Perú tampoco se ha quedado atrás de la influencia de Venezuela. A mediados del 2021 llegaron a segunda vuelta dos opciones que en ese momento se vislumbraban como una opción izquierdista (Pedro Castillo) y otra de ultraderecha (Keiko Fujimori). Castillo era un docente rural, que no tenía partido tradicional, pero que sus ideas recordaban a la izquierda previa a la caída del Muro de Berlín; Fujimori, en tanto, era la hija de un expresidente, condenado por delitos de lesa humanidad y corrupción, y ella misma tenía una causa de corrupción. En este contexto y cuando aún no se realizaba la segunda vuelta, el candidato presidencial Rafael Santos, que había obtenido menos del 0,4% de los votos y que representaba al viejo partido de Fujimori padre, dijo que "Castillo] quiere llevar al Perú a ‘Peruzuela’, y los peruanos nos negamos a ser ‘Peruzuela’".
En todos los casos que la derecha (y sus medios) ha acusado de venezolización a los proyectos progresistas ha carecido de proyecto propio: en Argentina en 2014, el PRO era un partido con escasa proyección nacional; en Chile en 2017, la única esperanza presidencial del sector era Piñera, que ya le había ido mal en su primer mandato, y en Perú en 2021, la decadencia y el descrédito de la clase política era total.
En esta fructífera tradición de fantasmas y fake news deben leerse las últimas palabras del periodista Tomás Mosciatti a propósito de Boric, quien —según sus dichos— sugestivamente pondría en peligro la democracia a menos de dos semanas de que chilenas y chilenos protagonizaran una segunda vuelta electoral con participación histórica de un 56% (recordemos que el voto allá es voluntario).

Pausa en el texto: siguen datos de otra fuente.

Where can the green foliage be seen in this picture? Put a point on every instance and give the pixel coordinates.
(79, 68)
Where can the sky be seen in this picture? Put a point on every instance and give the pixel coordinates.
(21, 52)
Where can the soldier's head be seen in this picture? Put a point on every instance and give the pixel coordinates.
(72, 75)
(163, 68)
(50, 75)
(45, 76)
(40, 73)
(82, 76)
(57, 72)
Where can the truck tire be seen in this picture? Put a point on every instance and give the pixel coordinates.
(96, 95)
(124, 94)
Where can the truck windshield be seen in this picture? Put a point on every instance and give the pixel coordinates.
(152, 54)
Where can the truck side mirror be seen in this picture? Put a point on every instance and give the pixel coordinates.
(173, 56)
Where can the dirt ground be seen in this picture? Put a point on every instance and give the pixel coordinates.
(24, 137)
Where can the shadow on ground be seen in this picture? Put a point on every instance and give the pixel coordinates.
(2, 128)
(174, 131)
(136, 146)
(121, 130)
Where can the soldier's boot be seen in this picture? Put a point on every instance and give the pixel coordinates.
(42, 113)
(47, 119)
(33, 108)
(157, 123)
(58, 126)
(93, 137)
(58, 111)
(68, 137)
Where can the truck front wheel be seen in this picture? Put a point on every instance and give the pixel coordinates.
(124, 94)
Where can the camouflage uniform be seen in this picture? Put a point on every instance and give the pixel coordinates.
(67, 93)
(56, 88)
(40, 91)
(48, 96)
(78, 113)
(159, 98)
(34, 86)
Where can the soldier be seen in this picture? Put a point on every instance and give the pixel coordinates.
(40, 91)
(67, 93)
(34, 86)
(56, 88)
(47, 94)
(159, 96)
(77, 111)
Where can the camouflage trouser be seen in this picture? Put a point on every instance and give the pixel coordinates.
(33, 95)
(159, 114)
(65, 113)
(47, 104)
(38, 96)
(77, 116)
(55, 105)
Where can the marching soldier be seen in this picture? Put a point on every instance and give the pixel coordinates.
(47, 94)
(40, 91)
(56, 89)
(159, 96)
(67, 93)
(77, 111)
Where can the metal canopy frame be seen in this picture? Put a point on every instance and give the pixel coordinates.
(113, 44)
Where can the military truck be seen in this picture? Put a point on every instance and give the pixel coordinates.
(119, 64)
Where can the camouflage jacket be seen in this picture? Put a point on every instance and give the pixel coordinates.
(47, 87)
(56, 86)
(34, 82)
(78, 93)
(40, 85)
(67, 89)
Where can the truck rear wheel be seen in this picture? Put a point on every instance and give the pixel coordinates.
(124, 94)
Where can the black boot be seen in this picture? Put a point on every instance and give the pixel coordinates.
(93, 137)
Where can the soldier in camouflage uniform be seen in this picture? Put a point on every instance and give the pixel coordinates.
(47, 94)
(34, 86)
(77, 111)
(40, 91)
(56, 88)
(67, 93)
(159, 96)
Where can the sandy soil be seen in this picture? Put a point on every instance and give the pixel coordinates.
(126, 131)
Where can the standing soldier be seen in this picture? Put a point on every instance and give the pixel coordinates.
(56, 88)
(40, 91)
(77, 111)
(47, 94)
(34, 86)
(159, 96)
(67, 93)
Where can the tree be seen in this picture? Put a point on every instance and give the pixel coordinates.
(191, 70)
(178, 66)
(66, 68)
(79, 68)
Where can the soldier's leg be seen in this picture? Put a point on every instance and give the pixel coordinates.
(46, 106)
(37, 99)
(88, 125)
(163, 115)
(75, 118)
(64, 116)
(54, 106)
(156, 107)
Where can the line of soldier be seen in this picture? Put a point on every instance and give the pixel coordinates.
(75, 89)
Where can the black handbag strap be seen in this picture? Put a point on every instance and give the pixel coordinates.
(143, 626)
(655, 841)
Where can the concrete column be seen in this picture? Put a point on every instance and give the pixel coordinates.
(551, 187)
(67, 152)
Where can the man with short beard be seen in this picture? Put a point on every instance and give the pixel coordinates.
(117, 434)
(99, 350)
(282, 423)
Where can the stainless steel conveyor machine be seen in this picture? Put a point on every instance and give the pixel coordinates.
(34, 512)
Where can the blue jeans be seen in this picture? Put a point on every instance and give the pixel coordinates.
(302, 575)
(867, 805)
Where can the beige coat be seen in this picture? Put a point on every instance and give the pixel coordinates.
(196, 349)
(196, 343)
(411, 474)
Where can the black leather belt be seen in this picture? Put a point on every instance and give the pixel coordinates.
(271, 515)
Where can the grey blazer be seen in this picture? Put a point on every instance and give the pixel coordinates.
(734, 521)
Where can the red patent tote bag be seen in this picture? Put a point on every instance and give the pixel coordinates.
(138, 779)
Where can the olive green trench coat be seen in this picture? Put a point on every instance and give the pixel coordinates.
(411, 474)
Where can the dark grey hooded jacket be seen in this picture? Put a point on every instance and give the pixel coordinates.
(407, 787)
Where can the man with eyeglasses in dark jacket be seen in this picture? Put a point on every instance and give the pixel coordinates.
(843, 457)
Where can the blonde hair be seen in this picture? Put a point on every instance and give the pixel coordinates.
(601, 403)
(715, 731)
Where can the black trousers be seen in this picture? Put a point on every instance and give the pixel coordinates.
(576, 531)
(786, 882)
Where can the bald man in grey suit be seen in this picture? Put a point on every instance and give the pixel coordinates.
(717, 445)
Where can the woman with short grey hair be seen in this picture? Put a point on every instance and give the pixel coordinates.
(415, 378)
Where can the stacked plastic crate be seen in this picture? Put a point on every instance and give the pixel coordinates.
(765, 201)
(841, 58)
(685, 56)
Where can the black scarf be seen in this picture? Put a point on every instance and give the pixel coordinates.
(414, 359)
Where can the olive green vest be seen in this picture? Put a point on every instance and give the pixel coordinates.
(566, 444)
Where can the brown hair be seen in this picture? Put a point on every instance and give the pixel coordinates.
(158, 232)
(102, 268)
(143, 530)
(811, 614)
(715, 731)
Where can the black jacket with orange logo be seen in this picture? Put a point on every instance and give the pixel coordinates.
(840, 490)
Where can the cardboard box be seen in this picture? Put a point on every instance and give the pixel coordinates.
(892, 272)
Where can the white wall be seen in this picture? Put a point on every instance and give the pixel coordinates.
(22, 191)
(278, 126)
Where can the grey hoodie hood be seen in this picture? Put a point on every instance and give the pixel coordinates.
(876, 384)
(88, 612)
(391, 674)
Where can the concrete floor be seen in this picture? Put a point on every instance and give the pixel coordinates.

Según Mosciatti, su temeraria afirmación se explicaba en la creciente presencia de organizaciones sociales en la Convención Constituyente y en los contactos que tenía el espacio político del Presidente electo chileno con el peronismo, “especialmente con La Cámpora y con organizaciones de piqueteros". Dijo Mosciatti: "políticamente Juan Domingo Perón se formó en la Italia mussoliniana y, cuando volvió a Argentina, cambió la cultura argentina con un adoctrinamiento en colegios y universidades, que si alguien lo supiera daría vergüenza. Y eso dura hasta el día de hoy. Para decirlo en términos simples, en Argentina es posible que un Presidente sea elegido por votación popular, lo que no es posible es que gobierne sin dirigentes sindicales”. Este periodista teme, en definitiva, que nuestro país se convierta en Argenchile.
Este último ejemplo sirve para ilustrar que terminado el ciclo cubano y el venezolano, la derecha podría continuar su anticomunismo con el antiperonismo. Y es que cuando las ideas se acaban sólo queda ser antiloquesea.